Objective: To evaluate durability of therapeutic effect of long-term treatment with aripiprazole lauroxil in patients with schizophrenia following successful treatment of an acute psychotic episode.

Methods: This post hoc analysis assessed long-term outcomes for a subgroup of patients who entered a 52-week extension study after being successfully stabilized with one of 2 doses of aripiprazole lauroxil (441 or 882 mg) in a pivotal 12-week, placebo-controlled, randomized clinical trial. Durability of therapeutic effect was measured by the proportion of patients completing the 1-year course of aripiprazole lauroxil, the trajectories of the Positive and Negative Syndrome Scale (PANSS) total and the Clinical Global Impression-Severity (CGI-S) item scores beyond the first 12 weeks, and the likelihood of remission at any follow-up point.

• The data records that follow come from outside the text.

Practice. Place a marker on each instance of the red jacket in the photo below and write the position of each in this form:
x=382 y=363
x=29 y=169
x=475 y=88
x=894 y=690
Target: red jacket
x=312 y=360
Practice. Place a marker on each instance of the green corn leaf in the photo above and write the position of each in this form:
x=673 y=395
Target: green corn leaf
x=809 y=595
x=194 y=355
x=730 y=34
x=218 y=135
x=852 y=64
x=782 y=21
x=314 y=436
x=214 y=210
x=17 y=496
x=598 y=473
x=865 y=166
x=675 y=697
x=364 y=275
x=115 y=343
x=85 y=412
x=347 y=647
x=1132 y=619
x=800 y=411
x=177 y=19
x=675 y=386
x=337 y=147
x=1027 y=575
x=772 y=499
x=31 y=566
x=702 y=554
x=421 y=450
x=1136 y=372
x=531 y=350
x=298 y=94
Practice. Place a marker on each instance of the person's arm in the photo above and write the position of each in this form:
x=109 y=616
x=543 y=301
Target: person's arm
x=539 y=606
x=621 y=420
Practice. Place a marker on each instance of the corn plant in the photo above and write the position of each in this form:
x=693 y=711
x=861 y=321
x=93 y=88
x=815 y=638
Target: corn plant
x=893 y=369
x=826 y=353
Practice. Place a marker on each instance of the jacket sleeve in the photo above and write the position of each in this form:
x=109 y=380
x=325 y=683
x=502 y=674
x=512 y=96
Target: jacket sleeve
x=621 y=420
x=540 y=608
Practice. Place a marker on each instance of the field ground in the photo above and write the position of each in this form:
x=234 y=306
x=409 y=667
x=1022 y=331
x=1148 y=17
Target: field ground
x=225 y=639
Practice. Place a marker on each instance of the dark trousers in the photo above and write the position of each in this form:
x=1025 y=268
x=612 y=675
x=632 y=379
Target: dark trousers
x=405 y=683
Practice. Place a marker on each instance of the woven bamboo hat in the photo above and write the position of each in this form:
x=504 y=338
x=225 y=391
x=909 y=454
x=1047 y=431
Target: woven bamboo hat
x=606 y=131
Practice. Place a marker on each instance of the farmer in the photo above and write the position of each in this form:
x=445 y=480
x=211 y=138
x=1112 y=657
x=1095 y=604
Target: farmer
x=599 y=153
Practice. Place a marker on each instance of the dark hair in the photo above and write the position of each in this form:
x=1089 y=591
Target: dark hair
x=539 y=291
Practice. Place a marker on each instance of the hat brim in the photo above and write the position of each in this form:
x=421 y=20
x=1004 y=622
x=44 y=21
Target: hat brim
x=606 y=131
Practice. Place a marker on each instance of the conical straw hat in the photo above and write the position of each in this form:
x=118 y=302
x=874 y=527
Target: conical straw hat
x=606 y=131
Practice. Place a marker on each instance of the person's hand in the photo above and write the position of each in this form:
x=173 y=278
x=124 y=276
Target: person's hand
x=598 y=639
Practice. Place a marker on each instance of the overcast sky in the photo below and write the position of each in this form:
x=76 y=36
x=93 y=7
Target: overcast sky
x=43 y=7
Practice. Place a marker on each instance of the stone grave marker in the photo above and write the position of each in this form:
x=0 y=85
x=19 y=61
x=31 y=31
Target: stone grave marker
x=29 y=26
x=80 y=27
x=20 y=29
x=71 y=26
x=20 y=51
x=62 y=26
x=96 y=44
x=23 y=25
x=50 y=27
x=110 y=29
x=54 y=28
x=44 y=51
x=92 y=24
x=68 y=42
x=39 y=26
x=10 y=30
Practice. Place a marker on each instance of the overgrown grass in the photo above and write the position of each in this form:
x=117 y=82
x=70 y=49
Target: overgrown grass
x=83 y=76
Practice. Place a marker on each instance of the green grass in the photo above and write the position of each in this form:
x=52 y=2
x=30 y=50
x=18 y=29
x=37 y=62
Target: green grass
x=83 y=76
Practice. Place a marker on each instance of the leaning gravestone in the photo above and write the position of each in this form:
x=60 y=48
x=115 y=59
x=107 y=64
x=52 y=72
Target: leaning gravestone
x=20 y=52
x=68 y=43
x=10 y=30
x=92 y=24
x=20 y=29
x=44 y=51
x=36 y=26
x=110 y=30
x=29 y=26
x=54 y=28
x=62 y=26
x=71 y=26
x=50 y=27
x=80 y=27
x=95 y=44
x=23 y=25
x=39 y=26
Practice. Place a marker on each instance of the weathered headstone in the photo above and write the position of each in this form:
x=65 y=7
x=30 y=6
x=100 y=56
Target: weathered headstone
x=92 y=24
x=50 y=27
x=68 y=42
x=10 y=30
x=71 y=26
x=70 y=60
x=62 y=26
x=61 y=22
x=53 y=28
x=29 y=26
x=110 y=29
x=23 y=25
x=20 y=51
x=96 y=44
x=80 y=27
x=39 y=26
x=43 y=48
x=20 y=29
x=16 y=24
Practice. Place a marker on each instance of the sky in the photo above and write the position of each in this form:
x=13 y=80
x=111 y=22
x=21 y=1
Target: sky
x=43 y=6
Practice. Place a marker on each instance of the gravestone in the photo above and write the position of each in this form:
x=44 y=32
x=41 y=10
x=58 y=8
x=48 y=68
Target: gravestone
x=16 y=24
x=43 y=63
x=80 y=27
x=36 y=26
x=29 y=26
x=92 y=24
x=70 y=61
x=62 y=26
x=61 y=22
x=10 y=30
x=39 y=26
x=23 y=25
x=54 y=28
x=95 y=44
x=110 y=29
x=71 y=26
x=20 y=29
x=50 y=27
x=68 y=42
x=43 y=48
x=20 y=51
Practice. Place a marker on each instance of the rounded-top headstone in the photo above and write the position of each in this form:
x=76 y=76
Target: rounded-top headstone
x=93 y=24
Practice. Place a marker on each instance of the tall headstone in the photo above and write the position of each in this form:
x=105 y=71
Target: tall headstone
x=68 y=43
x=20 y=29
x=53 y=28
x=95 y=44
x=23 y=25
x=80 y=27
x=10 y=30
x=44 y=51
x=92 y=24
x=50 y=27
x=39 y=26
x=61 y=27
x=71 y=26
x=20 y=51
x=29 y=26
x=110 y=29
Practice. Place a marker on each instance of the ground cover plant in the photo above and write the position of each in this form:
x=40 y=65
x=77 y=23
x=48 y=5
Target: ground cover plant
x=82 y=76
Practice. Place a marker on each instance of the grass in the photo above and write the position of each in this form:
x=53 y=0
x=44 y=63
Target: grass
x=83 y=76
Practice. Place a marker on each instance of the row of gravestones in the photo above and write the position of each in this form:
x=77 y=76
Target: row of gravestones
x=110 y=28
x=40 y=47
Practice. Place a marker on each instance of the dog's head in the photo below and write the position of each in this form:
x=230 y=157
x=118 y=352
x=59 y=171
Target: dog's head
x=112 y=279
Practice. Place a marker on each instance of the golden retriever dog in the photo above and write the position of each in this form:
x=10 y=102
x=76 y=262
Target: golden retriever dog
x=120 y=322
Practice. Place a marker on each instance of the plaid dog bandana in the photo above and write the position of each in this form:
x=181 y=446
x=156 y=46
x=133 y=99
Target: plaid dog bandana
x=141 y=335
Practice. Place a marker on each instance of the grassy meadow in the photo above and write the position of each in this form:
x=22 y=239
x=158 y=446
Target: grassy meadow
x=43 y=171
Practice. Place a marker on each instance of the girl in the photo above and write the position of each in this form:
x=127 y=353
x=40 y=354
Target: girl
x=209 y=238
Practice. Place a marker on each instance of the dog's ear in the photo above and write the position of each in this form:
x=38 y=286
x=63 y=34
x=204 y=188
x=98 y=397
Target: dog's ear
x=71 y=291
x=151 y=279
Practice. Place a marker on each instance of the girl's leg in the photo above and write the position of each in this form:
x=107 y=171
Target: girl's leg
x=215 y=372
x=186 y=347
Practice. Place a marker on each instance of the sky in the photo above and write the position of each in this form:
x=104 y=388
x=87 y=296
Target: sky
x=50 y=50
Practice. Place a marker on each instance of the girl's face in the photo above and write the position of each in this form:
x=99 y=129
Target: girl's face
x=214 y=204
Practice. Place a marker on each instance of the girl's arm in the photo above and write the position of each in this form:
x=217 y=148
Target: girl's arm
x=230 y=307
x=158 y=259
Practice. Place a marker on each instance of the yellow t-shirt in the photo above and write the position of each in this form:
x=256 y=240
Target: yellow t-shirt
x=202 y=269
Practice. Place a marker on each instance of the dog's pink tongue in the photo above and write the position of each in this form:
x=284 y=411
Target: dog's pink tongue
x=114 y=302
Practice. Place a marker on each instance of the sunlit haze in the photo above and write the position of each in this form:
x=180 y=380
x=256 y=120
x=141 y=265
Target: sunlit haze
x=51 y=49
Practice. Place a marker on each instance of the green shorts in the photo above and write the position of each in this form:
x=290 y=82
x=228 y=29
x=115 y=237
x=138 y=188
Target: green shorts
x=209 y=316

Results: In total, 181 patients treated with aripiprazole lauroxil entered the extension study; 73% and 66% of patients from the 441 mg and 882 mg groups, respectively, completed all 13 aripiprazole lauroxil treatments scheduled every 4 weeks over 52 weeks. Both groups continued on a positive trajectory of symptom improvements (P < .0001 for reductions in PANSS total and CGI-S scores from week 12 to end of follow-up). Most patients (74% and 68% in the aripiprazole lauroxil 441 mg and 882 mg groups, respectively) achieved remission during follow-up.

Conclusions: These post hoc analyses of a subgroup of patients demonstrate the continued therapeutic efficacy of aripiprazole lauroxil after successful treatment of an acute episode of schizophrenia. Both the 441 mg and 882 mg groups had similar retention rates, degree of symptom improvement, and likelihood of remission.

Trial Registration: ClinicalTrials.gov identifier: NCT01469039; European Clinical Trials Database (EudraCT) numbers: 2012–003445-15 and 2012–003996-20

J Clin Psychiatry 2017;78(8):1103–1109

https://doi.org/10.4088/JCP.17m11625

aDepartment of Psychiatry and Health Behavior, Medical College of Georgia, Augusta University, Augusta, Georgia

bClinical Development, Alkermes, Inc., Waltham, Massachusetts

cLviv District Clinical Psychiatric Hospital, Lviv, Ukraine

dCurrent affiliation: NeuroRx Pharmaceuticals, Wilmington, Delaware

*Corresponding author: Joseph P. McEvoy, MD, Department of Psychiatry and Health Behavior, Augusta University, 997 St Sebastian Way, Augusta, GA 30912 (jmcevoy@augusta.edu).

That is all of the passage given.